By Marielle C. Lucenio

TRADING suspension at the Philippine Stock Exchange (PSE) due to a technical glitch on Tuesday was unlikely to shake the index, analysts said, noting that negative investor sentiment about the matter was irrational.

“We can’t say for sure how this difficulty will unfold, but any negative sentiment is irrational assuming it is just a glitch,” Luis A. Limlingan, head of sales at Regina Capital Development Corp., said in a Viber message. “I don’t see any of the index companies’ income being tied to the PSE glitches.”

The bourse canceled trading after 43 of its 125 brokers failed to connect to its system. Under the rules, trading must be halted if at least a third of its brokers are unable to connect.

“If some big irrational investor sells because of the glitch, I think it’s a buying opportunity,” Mr. Limlingan said. He added that the glitch was unlikely to continue in the next trading days.

Indexes might get shaken due to worried local investors who might stay on the sidelines, said Darren Blaine T. Pangan, a trader at Timson Securities, Inc.

Foreign investors might avoid the PSE and instead put their money in other foreign markets with fewer issues if the glitch is not solved immediately, he added.

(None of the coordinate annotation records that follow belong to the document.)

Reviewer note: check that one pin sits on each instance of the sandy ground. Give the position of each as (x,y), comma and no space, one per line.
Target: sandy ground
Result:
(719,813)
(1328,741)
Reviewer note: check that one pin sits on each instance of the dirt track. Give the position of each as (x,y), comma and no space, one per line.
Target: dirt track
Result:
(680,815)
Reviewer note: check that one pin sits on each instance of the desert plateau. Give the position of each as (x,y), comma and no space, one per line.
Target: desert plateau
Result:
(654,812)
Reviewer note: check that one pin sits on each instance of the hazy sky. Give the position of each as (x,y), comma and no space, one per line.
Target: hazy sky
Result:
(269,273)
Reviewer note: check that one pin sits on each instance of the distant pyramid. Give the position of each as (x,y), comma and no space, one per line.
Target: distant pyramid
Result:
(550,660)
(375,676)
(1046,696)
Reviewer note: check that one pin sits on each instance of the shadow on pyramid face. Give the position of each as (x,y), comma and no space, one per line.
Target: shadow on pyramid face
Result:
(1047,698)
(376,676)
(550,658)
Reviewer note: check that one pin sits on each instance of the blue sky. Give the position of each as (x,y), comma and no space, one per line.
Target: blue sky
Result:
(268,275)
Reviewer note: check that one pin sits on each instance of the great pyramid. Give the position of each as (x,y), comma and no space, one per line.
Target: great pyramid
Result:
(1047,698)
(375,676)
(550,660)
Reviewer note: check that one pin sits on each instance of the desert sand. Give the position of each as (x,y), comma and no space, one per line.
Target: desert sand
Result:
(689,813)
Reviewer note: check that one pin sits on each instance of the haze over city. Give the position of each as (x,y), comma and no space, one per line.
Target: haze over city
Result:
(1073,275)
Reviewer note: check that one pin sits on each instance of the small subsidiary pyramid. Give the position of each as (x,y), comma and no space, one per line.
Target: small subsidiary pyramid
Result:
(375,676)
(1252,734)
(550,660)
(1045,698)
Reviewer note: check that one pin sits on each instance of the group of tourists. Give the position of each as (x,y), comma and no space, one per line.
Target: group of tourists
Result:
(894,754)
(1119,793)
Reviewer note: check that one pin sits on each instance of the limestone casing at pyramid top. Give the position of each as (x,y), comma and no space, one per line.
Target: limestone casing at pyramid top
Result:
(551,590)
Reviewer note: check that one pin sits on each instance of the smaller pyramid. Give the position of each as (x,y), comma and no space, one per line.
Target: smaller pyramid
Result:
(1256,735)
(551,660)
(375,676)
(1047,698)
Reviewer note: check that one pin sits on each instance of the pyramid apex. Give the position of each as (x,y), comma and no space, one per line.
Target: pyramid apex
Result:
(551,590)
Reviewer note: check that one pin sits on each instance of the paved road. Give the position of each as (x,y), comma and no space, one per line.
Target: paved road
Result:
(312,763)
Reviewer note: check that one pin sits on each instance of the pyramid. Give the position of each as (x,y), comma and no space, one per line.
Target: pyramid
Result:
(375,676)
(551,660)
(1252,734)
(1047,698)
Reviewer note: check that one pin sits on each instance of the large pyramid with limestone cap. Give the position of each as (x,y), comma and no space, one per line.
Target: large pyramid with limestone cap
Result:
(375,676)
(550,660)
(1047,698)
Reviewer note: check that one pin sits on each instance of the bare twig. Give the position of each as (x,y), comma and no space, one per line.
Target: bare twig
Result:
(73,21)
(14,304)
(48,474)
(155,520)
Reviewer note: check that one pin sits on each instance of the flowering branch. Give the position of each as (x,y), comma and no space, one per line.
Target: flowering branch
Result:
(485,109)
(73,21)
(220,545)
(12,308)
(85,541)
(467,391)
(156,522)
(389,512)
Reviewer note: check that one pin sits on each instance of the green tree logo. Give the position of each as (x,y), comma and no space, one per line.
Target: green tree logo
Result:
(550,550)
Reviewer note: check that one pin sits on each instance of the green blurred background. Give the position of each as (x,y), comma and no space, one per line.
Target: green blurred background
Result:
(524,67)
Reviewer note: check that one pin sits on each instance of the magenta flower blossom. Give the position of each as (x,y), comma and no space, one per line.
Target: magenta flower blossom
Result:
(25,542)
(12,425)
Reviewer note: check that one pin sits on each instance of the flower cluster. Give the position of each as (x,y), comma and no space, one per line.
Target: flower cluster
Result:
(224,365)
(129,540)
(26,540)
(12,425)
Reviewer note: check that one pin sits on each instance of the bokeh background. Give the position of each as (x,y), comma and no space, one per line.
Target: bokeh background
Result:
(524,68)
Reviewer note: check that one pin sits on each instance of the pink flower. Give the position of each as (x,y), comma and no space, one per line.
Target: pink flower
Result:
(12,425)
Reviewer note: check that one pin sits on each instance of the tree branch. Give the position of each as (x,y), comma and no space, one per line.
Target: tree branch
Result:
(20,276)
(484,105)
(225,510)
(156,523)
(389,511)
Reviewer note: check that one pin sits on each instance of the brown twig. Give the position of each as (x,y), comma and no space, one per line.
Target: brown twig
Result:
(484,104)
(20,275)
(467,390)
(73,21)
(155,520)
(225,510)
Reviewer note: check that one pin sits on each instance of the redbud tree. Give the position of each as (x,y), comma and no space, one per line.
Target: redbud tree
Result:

“The Philippine Stock Exchange index might have a noticeable decline in performance if it becomes persistent, since confidence in the system might be tarnished,” Mr. Pangan said, adding that it was too early to say whether it would badly affect the index.

Shares would probably fall on Wednesday as traders price in their worries about some provinces near the capital region being placed under a stricter lockdown amid rising coronavirus infections, said Japhet Louie O. Tantiangco, a senior research supervisor at Philstocks Financial, Inc.

The government on Tuesday raised the virus alert in Bulacan, Cavite and Rizal provinces to Level 3 amid the threat of the highly mutated Omicron coronavirus variant.

PSE President Ramon S. Monzon said in a statement on Tuesday the bourse manager was working closely with NASDAQ and Flextrade representatives to identify the root cause of the issue. The problem would be solved soon, he said.

The 30-member PSEi dropped by 81.36 points or 1.14% to 7,041.27 on Monday, its worst start to a year since 2016 as Manila, the capital and nearby cities returned to a stricter lockdown to contain a fresh surge in coronavirus infections. The broader all-shares index lost 40.22 points or 1.05% to 3,777.90.